Bruce Mazzoni retired at age 42.
His job took him all over the world but left him little time at home. When his contract at work was up for renewal, he decided to take a sabbatical.
“I just never went back to work,” said Mazzoni, now 55, of Cranberry Township.
This left him plenty of time to get involved with the community, which has earned him accolades.
Mazzoni, along with Butler attorney Jennifer Linn, is being honored as the 2013 Distinguished Service Award winner.
The award is sponsored by the Rotary Club of Butler and the Butler Eagle, and is given annually to a senior recipient and a junior recipient for their community service.
Both will be honored at a dinner May 7 at the Butler Country Club in Penn Township.
Mazzoni, who is the senior recipient, started his community work on the board of directors for the Cranberry Public Library.
At the time, the library was considering closing on Sundays due to a lack of funding. Mazzoni suggested going to the community to raise money to keep the Sunday hours, which was successful.
Mazzoni also got involved with the Butler County Federated Library System to keep the Bookmobile operating.
“I just thought it was so important to have library services in the northern part of the county,” Mazzoni said.
From his involvement with the library, people encouraged him to run for township supervisor. He initially declined, but eventually decided to run. He was elected in 2005.
Today, Mazzoni is the chairman of the supervisors. He said people always tell him that it must be difficult to be a supervisor for such a large township.
“I always say it's just the opposite,” he said, praising the township's large staff.
He also is the treasurer of the Cranberry Township Community Chest.
Six years ago, he said the CTCC was about to disband. At the same time, he said many civic groups in the township were fading away. He said research showed many communities with thriving civic groups were based around a central entity. He and others felt that CTCC could be that entity.
Today, the community chest has 17 endowments and more than $1 million in assets, and Mazzoni said civic groups have grown.
Mazzoni is the chairman of CTCC's Project of the Year initiative, of which there have been four.
The first was the installation of a community sign near the intersection of Route 19 and Freedom Road in 2011. In years past, a sign there was torn down when the intersection was expanded.
Mazzoni said CTCC realized it would not be able to pay for the entire project, so it went to civic groups to help raise money. It also got UPMC Passavant to lease space on its property for the sign.
Since then, there has been a project every year.
Mazzoni also serves on the Butler County Community College board of trustees.

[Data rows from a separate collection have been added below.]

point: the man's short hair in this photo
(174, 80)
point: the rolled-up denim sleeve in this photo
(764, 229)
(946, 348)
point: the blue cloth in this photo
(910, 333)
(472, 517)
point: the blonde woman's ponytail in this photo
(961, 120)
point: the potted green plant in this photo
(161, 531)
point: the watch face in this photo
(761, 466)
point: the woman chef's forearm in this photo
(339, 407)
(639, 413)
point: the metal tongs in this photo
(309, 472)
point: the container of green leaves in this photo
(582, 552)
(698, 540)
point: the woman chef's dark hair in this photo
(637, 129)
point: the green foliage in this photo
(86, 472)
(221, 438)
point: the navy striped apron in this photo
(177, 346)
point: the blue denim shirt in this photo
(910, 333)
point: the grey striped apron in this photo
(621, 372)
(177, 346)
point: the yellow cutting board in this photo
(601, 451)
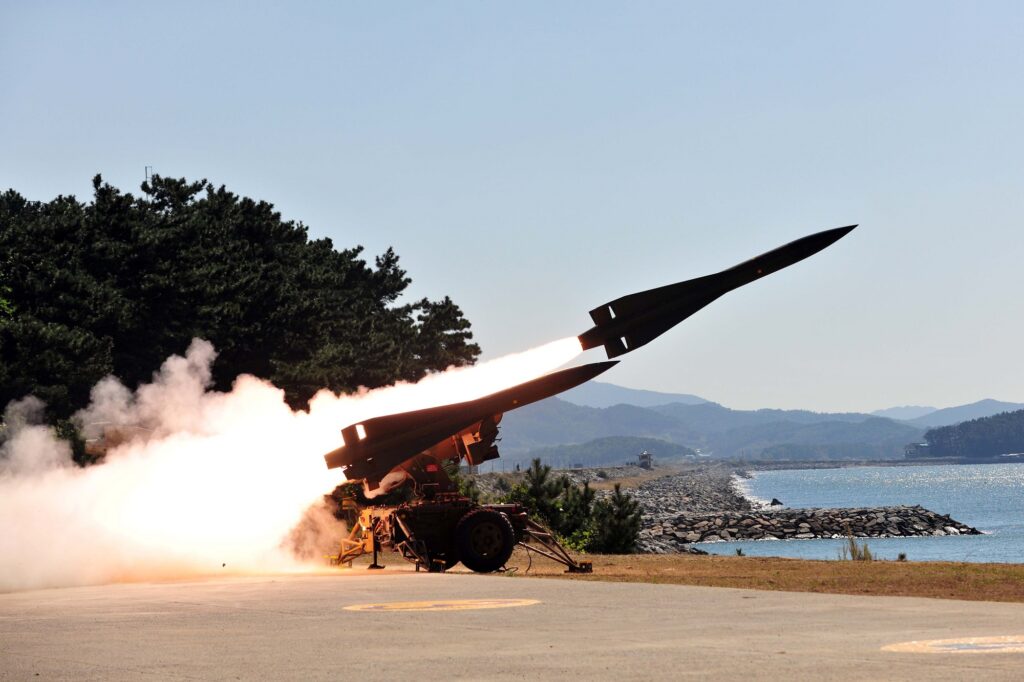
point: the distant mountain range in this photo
(965, 413)
(602, 424)
(904, 413)
(598, 394)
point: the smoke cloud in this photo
(197, 481)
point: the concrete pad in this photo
(297, 627)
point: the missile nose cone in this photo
(829, 237)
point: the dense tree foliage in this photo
(610, 525)
(116, 285)
(616, 523)
(979, 438)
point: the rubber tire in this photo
(484, 540)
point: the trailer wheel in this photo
(484, 539)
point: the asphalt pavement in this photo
(361, 625)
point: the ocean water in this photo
(988, 497)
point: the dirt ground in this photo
(978, 582)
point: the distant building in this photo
(916, 451)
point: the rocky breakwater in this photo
(663, 501)
(702, 505)
(805, 524)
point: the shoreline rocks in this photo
(805, 524)
(704, 506)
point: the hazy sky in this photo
(536, 160)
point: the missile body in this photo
(631, 322)
(377, 445)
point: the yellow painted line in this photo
(442, 605)
(1000, 644)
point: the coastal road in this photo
(347, 626)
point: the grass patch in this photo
(975, 582)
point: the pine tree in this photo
(616, 523)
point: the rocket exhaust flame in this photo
(219, 484)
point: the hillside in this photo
(599, 394)
(905, 413)
(965, 413)
(713, 428)
(607, 452)
(979, 438)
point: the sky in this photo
(536, 160)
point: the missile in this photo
(636, 320)
(373, 448)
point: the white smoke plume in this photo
(205, 481)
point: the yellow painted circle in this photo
(1000, 644)
(442, 605)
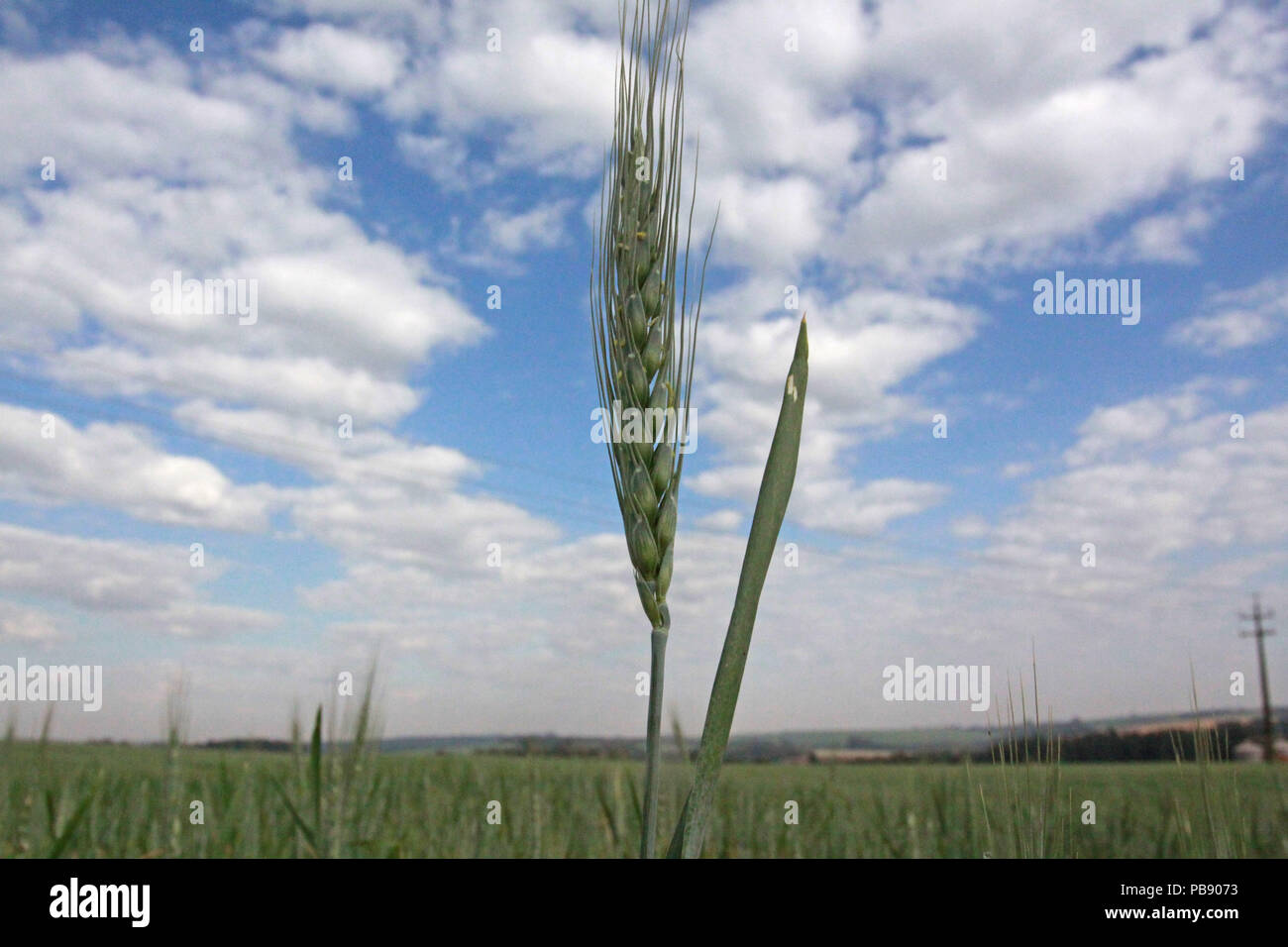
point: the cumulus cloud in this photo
(47, 459)
(1236, 318)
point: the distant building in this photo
(1252, 750)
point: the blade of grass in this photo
(776, 488)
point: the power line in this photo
(1260, 633)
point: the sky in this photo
(373, 463)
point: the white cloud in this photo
(119, 466)
(346, 60)
(1236, 318)
(138, 585)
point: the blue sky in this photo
(472, 425)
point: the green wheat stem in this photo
(653, 742)
(644, 328)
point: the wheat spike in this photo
(643, 330)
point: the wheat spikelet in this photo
(643, 330)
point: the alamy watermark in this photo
(60, 684)
(75, 899)
(1074, 296)
(913, 682)
(647, 425)
(179, 296)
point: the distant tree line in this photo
(1112, 746)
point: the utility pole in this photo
(1267, 727)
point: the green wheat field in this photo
(95, 801)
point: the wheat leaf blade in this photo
(776, 488)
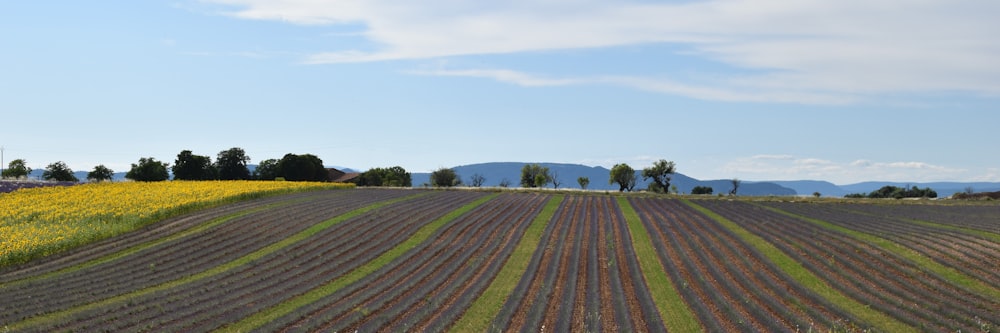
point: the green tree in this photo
(16, 169)
(58, 171)
(148, 170)
(189, 166)
(660, 172)
(477, 180)
(624, 175)
(100, 173)
(395, 176)
(232, 164)
(267, 170)
(701, 190)
(445, 177)
(534, 175)
(736, 182)
(305, 167)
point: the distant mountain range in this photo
(568, 173)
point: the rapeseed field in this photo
(41, 221)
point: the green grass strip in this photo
(263, 317)
(945, 272)
(479, 316)
(674, 312)
(806, 278)
(139, 247)
(302, 235)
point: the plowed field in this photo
(424, 260)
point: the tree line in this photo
(230, 164)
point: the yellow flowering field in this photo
(41, 221)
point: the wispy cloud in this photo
(787, 167)
(660, 85)
(503, 75)
(810, 51)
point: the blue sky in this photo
(844, 91)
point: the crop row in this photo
(981, 217)
(972, 255)
(884, 281)
(42, 221)
(172, 261)
(583, 276)
(730, 285)
(427, 288)
(417, 260)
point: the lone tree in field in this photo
(395, 176)
(445, 177)
(189, 166)
(266, 170)
(660, 172)
(232, 164)
(100, 173)
(701, 190)
(148, 170)
(305, 167)
(534, 175)
(624, 175)
(736, 185)
(477, 180)
(58, 171)
(16, 169)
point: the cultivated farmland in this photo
(428, 260)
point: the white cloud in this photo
(810, 51)
(786, 167)
(503, 75)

Mazzoni found out he was getting the award when county Commissioner Dale Pinkerton called him about three weeks ago. He said he initially tried to decline the honor.
“Truly, I enjoy doing this stuff,” Mazzoni said.
However, he said he knew it was a big deal and he is happy to promote the causes he is involved with.
“I very much appreciate it,” said Mazzoni, who is married with two adult children.
Linn, the junior recipient, started getting involved in the community when she moved here about 10 years ago for work.
“I guess it's a feeling of being part of a greater community,” said Linn, a Beaver County native.
Linn, who owns Jennifer R. Linn and Associates, has been involved with the Rotary Club of Butler for about 10 years.
She was president of the club in 2007-08. From 2008 through 2012, she was assistant governor to Rotary District 7280. From 2013 to the present, she has served as District 7280's lead trainer and the Western Pennsylvania Tri-District PETS lead trainer.
On the county Rotary level, Linn is the vice president and treasurer for the Butler Rotary Foundation and co-chairman for its annual Rotary Turkey Roundup, which provides food vouchers to needy families during the holiday season.
She also is co-chairman for the Butler Rotary Foundation's annual Sporting Clay Shoot, which benefits the Wounded Warrior Project.
Linn formerly was on the board of directors for the Community Health Clinic of Butler County and the board of directors for Butler County Against Heroin.
Since 2011, she has been on the BC3 board of trustees.
She said she probably is most proud of her involvement in the early years of Butler County's Stand Tall Drug Awareness and Prevention Program in schools.
“Getting the program up and running,” Linn said.
Most recently, she has been acting as legal counsel to the Dunbar Community Center board and working with the center's after-school tutoring program at Butler elementary schools.
Linn, 36, lives in Butler with her daughter.